Most people agree that nature is beautiful, but Columbia resident Abdul-Rahman Abdul-Kafi thinks it’s even more beautiful close up. As a skilled macro photographer, he uses his art to show the tiny details in insects and bring nature a little closer to the human eye.
Abdul has spent his entire life in Missouri, and as most Missourians know, Missouri is full of bugs. It wasn’t hard for young Abdul to become fascinated with insects.
“Growing up, I’ve always sort of liked being outside picking up roly-polies,” he says.
However, Abdul wouldn’t connect his insect interest with macro photography until he went to college to complete a pre-medicine biochemistry degree. While working in a research lab that focused on insects, Abdul was given the opportunity to see the finer details of insects with macro photography.
“Part of the lab was raising bugs,” he says. “We had many different species of bugs in our lab, and part of the lab was also recording them.
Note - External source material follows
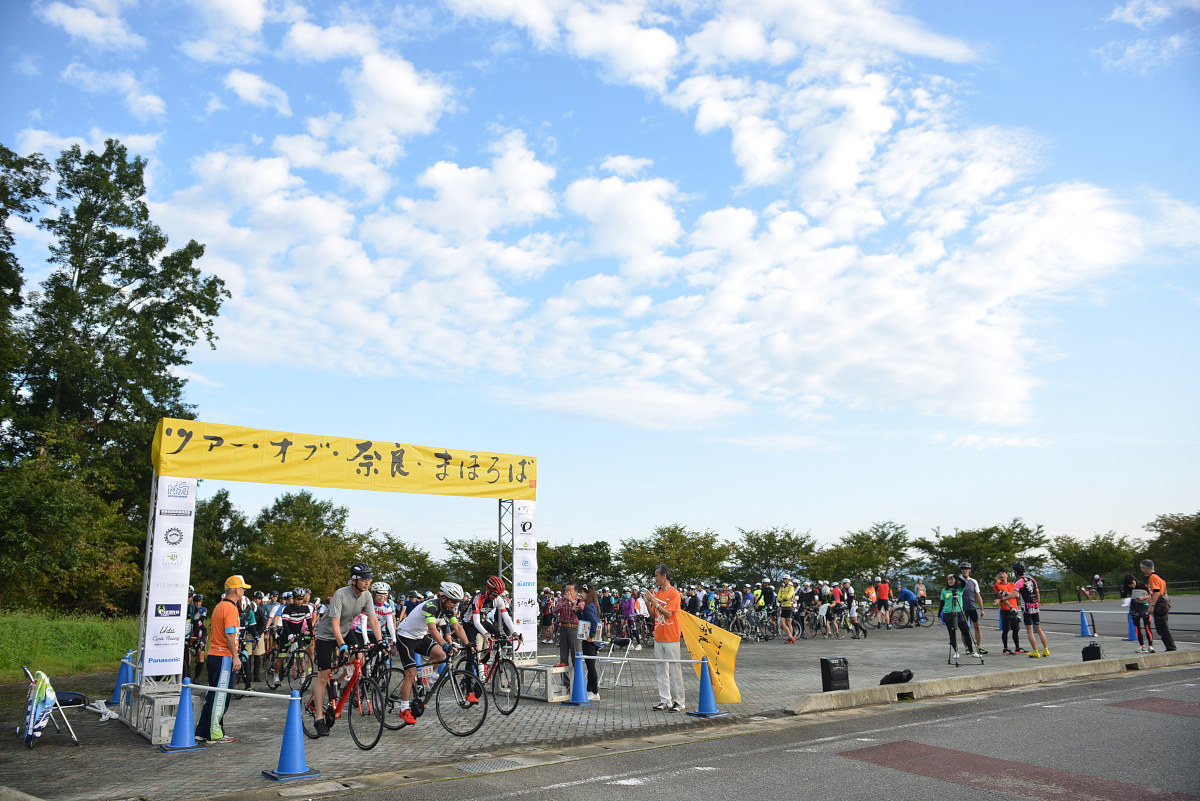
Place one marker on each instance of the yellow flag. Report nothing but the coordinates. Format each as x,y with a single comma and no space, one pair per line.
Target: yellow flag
721,649
191,449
We would record audio of the bugs eating and different behaviors they have, and the lab director also owned a macro camera.”
With the macro camera, Abdul was given a glimpse into a tiny world that people don’t often see. Spiders became large furry hunters, and the fine mechanical details on dragonflies became clear. In short, Abdul was brought down to insects’ tiny viewpoints.
“It just sort of opens up a whole new world,” he says.
He became so fascinated with insects close-up that he purchased a camera to take his own pictures. After getting some camera tips from his lab director, he says, “I then spent time on my own finding my own bugs out in nature.”
Abdul views his photography as documentation, since he has noted that some insect populations are decreasing and may not exist for future generations. But Abdul also gets a certain personal satisfaction from his hobby.
“It’s a great break from studying,” he says. “If I get that one shot of a bug that’s just perfect, it’s exciting to me. That excitement just never goes away. I just like looking at those pictures. Looking at all the small details of this bug that’s just two inches big and being able to say I took this picture is fulfilling.”
However, capturing these pictures is no easy feat. Lighting, a steady hand, and patience are all necessary elements for great photos.
“If the insect is out of one millimeter of range of where I want to focus, it’s going to be out of focus. So that involves a lot of patience,” Abdul says. “I do all my shots hand held, so that does mean a lot of unusable shots. The light may not be focused, or it’s not right on the insects. I’ve taken about 60,000 shots of insects, and I’m still improving.”
Though Abdul’s main focus right now is getting through medical school, he intends to develop his hobby into something more.
“The goal is that in the future I’ll open some sort of monetary path on my website,” he says.
For now, Abdul wants his art to spread his appreciation for insects to others.
“I’ve been around so many insects, been in their faces and in their personal space,” he says. “They are part of nature and just something we should appreciate.”